Probablemente, la totalidad de las personas que habitan este planeta ya verifican muy de cerca los resultados positivos y negativos de los cambios y avances tecnológicos, las comunicaciones, el internet, el comercio global, las migraciones, la reducción de los recursos naturales , el lento desarrollo del bienestar de las familias , así como los efectos negativos por mayores niveles de contaminación.
Según la OMS, así como la parcial cobertura de los programas sociales para las personas en pobreza, por mencionar, de acuerdo con el Banco Mundial, en los países de ingreso bajo y de ingreso mediano bajo, las redes de protección social cubren únicamente el 25 por ciento de la población que vive en la extrema pobreza, en contraparte con el 64 por ciento en los países de ingreso mediano alto.
Frente a este conjunto de directrices acentuadas, lo anhelado es permitir un piso parejo incondicional (ingreso básico) para todos, cuyo propósito sea ponerse sobre los pies y enfrentarlas. Este piso parejo es comúnmente conocido como el Ingreso Básico Universal, es decir, “un ingreso regular que se pague en efectivo a todos los miembros de una sociedad sin importar los ingresos que obtenga de otras fuentes y sin ponerles ninguna condición ” (Philippe Van Parijs y Yannick Vanderborght, 2017).
Es probable que la globalización presente y futura se vincule con las diferencias en las productividades de las compañías y de los países, lo cual amplíe la brecha de ingresos, ahorros y herencias, las cuales incrementan en periodos posteriores como consecuencia de los retornos sobre el capital. En otras palabras, en el futuro próximo y con instituciones cada vez más debilitadas, el desfile de categorías de personas de acuerdo con su ingreso será cada vez más incuestionable: los pocos que se concentran en los extremos de mayor de ingreso y los muchos que se concentran en los extremos de no poseer nada, paradoja social aún con mayores tasas de crecimiento económico mundial.

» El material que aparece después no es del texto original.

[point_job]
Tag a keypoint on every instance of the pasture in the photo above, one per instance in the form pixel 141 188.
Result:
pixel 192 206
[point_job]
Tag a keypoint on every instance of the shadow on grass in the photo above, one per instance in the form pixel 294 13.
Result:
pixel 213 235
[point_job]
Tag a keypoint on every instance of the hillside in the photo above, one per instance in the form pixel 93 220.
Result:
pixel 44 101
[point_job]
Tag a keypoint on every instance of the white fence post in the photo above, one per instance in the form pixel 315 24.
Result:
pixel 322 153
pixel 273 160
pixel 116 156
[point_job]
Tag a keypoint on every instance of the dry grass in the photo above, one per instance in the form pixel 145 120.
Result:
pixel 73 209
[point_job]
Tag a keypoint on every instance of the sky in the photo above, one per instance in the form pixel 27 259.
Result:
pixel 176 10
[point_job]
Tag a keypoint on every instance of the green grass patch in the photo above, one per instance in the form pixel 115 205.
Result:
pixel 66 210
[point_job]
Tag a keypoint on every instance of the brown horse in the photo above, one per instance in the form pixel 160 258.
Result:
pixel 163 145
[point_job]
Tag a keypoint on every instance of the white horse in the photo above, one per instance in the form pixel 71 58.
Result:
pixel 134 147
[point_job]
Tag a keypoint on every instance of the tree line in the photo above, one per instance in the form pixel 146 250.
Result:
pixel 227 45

Los cambios tecnológicos y los nuevos avances en las comunicaciones no liberaron a la población, como supuestamente se esperaba, del atraso económico y social; por el contrario, un conjunto grande de personas parece estar subyugada, cada vez más que antes a las nuevas tendencias mundiales y sus consecuencias, principalmente, la falta de empleo e ingresos y su precarización.

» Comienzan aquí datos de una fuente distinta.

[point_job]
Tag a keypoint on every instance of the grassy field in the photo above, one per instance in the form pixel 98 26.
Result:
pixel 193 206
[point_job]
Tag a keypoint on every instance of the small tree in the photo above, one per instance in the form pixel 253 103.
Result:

Si lo que preocupa es la libertad de las personas frente a las amenazas actuales, un Ingreso Básico Universal Incondicional, probablemente, sería la principal salida. Algunos argumentarán la injusticia que significaría el Ingreso Básico Incondicional: “muchas personas trabajarán para mantener a otros”, algo así como revivir el término del parasitismo, en contraparte, algunos otros argumentarán en favor del Ingreso Básico como una justicia cooperativa (el reparto cooperativo de los ingresos) concepto que puede realizarse bajo la justicia redistributiva (distribución imparcial). En consecuencia, es probable, se alcance la libertad real, especialmente para aquellas personas que menos libertad tienen, es decir, un máximo para un mínimo de libertad.

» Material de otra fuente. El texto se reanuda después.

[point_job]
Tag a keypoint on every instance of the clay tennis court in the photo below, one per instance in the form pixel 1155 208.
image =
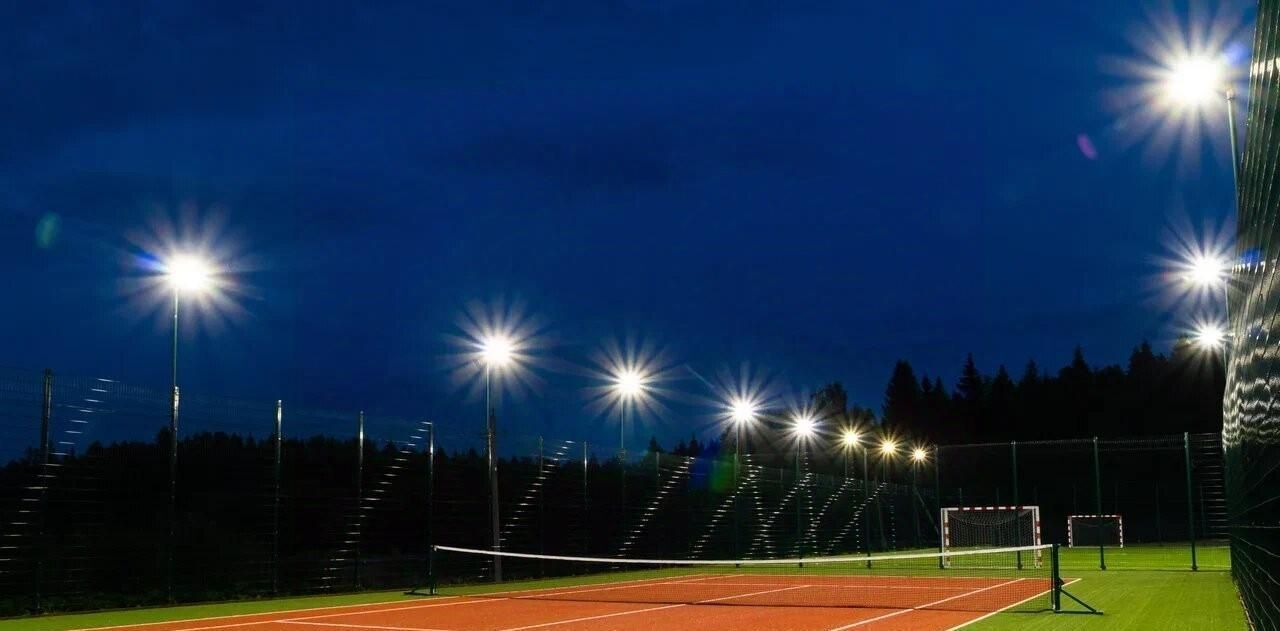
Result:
pixel 726 600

Esta forma incondicional permitiría a las personas decidir cómo usar el Ingreso Básico, en donde las preferencias individuales predominen ante las opciones múltiples, por ejemplo, elegir sobre el número de horas a trabajar, el esparcimiento y la salud. Por otro lado, cabe preguntar: ¿es viable la concepción de Ingreso Básico Universal Incondicional bajo el marco liberal? Bajo este enfoque, es inviable que algunos disfruten del trabajo logrado durante algún lapso de tiempo, es decir, las transferencias se interpretarían como un robo social. No habría justificación del Ingreso Básico bajo este marco liberal. No obstante, de acuerdo con el liberal Matt Zwolinski (2011): “el Ingreso Básico…permite a las personas no someterse a la voluntad de otros. Permite decir no a propuestas a las que sólo la desesperación en extremo las conduce a aceptar, además de permitir regir sus vidas bajo el diseño de sus planes, con otras palabras, les posibilita ser libres” (La libertad real, la cual es diferente a la libertad otorgada preinstitucionalmente). Las primeras aproximaciones de lo que se entiende como Ingreso Básico Universal nacen con la publicación de George D.H Cole en 1953 y en 1956 con Jan Tinbergen.